My grandmother, "Mutti" Mildred Haffner , taught me how to make apple pie and crust from scratch when I was about 12 yrs old. I personally find it easier to buy a crust than to spend the time making it. I have modified this recipe to have a crumb topping. This pie is wonderful served warm with a pat of butter melted over the top.
INGREDIENTS
3 lbs granny smith apples, peeled, cored and sliced
1 C sugar
1 T apple pie spice
1 stick butter
2 T instant tapioca
2 T instant tapioca
1 9" deep dish pie shell, thawed if frozen
TOPPING
3/4 C rolled oats
3/4 C all-purpose flour
3/4 C brown sugar
1 stick butter, softened
DIRECTIONS
Preheat oven to 350*F. Mix in large bowl the apples, sugar, apple pie spice and 2 tablespoons of tapioca. Place the pie shell on a aluminum foil lined cookie sheet, being certain the edges are inside the pan. This is to catch any juices that spill over so they don't burn in the bottom of the oven.
In the pie shell, sprinkle the other 2 tablespoons of tapioca in the bottom. Arrange apples in pie shell - it will be well over the top. (The apples will cook down significantly when baked). Slice the stick of butter and evenly arrange over the top of the apples.
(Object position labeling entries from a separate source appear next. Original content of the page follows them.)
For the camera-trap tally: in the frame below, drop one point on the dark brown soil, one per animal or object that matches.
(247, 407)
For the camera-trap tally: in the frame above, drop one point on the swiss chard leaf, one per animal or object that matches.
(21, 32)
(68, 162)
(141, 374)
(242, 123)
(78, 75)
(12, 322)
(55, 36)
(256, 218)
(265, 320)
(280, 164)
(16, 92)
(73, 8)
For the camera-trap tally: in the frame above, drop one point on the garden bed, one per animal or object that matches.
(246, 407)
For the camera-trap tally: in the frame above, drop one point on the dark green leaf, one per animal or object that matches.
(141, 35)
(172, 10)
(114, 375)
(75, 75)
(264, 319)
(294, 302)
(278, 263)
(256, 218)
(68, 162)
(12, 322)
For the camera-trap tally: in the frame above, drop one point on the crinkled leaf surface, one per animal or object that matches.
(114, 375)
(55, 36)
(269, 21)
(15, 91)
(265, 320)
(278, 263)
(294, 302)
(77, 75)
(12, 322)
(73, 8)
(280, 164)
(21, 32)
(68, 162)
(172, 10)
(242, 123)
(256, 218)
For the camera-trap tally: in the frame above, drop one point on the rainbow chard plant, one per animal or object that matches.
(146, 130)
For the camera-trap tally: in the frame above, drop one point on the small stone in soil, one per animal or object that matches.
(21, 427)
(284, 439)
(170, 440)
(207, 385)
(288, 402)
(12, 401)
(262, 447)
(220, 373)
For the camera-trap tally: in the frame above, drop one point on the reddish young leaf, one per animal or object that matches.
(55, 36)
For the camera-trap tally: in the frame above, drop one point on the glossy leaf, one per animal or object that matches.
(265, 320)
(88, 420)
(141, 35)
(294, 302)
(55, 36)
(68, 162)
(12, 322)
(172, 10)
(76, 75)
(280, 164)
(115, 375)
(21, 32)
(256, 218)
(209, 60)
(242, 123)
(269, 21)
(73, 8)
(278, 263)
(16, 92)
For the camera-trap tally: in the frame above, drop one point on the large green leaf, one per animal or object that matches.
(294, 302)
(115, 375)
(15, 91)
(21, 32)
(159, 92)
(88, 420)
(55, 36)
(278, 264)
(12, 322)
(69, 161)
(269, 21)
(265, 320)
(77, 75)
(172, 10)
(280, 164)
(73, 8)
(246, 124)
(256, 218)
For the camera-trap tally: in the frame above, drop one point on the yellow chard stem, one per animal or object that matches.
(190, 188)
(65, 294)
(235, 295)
In medium bowl, mix in topping ingredients using a fork, until it is a crumbly mixture.
Using your fingers, carefully place crumb topping on top of the arranged apples, breaking the topping apart into smaller pieces if necessary.
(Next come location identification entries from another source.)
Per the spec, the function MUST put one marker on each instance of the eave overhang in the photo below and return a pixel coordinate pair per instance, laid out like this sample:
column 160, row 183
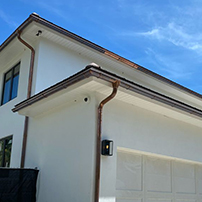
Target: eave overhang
column 126, row 87
column 38, row 20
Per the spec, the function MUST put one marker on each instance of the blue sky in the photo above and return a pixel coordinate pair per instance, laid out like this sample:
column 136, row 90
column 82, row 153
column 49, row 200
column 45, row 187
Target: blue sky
column 163, row 36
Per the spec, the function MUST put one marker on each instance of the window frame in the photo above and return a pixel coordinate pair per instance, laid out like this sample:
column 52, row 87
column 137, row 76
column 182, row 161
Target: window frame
column 11, row 85
column 3, row 152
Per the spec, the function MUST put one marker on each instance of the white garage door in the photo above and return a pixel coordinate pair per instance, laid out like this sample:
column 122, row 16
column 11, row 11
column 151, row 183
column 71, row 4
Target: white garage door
column 144, row 178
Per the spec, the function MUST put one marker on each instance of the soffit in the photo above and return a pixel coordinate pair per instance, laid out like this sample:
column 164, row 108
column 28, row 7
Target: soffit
column 122, row 69
column 29, row 34
column 92, row 87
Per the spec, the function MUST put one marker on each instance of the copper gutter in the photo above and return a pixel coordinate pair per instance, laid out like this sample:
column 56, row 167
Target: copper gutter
column 99, row 134
column 36, row 18
column 109, row 77
column 24, row 144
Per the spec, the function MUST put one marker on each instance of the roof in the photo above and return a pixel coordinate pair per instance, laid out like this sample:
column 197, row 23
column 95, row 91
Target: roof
column 92, row 71
column 36, row 18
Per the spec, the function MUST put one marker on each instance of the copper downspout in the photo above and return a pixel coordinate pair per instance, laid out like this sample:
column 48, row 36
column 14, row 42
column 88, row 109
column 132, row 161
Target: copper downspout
column 99, row 131
column 24, row 143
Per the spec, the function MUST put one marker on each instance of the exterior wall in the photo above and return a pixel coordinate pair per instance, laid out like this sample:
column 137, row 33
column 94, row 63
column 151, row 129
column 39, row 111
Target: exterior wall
column 13, row 124
column 144, row 131
column 61, row 144
column 55, row 63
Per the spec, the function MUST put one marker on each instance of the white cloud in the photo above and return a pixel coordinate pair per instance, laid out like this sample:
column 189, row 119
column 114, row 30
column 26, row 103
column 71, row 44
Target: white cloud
column 177, row 36
column 7, row 19
column 169, row 68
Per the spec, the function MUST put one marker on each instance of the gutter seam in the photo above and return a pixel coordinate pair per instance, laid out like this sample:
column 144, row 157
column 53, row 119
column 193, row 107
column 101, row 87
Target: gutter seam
column 109, row 77
column 115, row 85
column 29, row 89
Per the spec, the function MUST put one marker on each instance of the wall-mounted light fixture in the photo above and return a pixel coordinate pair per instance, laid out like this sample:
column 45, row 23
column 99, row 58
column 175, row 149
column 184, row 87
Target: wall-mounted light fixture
column 107, row 147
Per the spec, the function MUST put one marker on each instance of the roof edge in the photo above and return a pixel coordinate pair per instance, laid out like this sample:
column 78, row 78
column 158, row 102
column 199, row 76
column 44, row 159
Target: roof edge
column 42, row 21
column 109, row 77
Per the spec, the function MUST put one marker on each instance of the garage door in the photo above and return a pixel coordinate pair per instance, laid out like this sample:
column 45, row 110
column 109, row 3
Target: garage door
column 145, row 178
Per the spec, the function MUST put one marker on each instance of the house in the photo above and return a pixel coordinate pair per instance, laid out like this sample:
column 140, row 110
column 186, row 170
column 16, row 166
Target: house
column 54, row 115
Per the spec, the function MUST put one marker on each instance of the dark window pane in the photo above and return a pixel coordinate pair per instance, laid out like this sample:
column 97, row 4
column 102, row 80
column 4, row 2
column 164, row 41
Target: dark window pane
column 15, row 87
column 17, row 69
column 8, row 146
column 1, row 153
column 6, row 95
column 10, row 86
column 8, row 75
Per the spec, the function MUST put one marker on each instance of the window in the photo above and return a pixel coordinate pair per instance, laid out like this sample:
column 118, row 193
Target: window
column 5, row 151
column 10, row 85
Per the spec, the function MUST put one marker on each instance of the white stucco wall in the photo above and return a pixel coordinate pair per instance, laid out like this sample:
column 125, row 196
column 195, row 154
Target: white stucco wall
column 61, row 144
column 10, row 123
column 141, row 130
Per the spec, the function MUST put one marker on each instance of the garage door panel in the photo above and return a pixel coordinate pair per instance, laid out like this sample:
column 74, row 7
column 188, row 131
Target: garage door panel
column 184, row 177
column 185, row 200
column 159, row 200
column 199, row 177
column 129, row 172
column 128, row 200
column 152, row 178
column 158, row 175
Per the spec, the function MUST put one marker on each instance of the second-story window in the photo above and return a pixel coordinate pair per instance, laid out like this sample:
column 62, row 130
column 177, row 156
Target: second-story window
column 10, row 85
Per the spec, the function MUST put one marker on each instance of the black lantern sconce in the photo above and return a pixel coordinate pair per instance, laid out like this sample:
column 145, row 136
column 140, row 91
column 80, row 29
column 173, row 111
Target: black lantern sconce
column 107, row 147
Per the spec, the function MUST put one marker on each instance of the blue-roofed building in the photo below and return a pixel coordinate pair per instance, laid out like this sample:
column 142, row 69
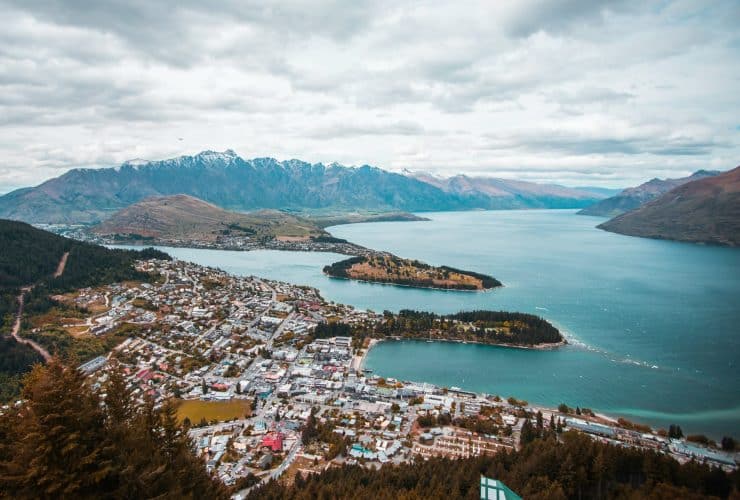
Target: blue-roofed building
column 493, row 489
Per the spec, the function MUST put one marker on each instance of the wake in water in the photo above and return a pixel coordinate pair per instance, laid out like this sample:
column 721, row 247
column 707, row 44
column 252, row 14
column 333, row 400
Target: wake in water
column 613, row 357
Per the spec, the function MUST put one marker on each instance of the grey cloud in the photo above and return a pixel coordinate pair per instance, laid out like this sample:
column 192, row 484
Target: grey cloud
column 369, row 129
Place pie with the cookie sheet in the oven on the middle rack. Be sure middle rack is placed so the top of the pie is in the center of the oven. Bake for about an hour or until a knife inserted into the pie easily goes through the apples.
Let pie cool for 30 minutes before cutting, if you want to eat it warm. Refrigerate any leftovers.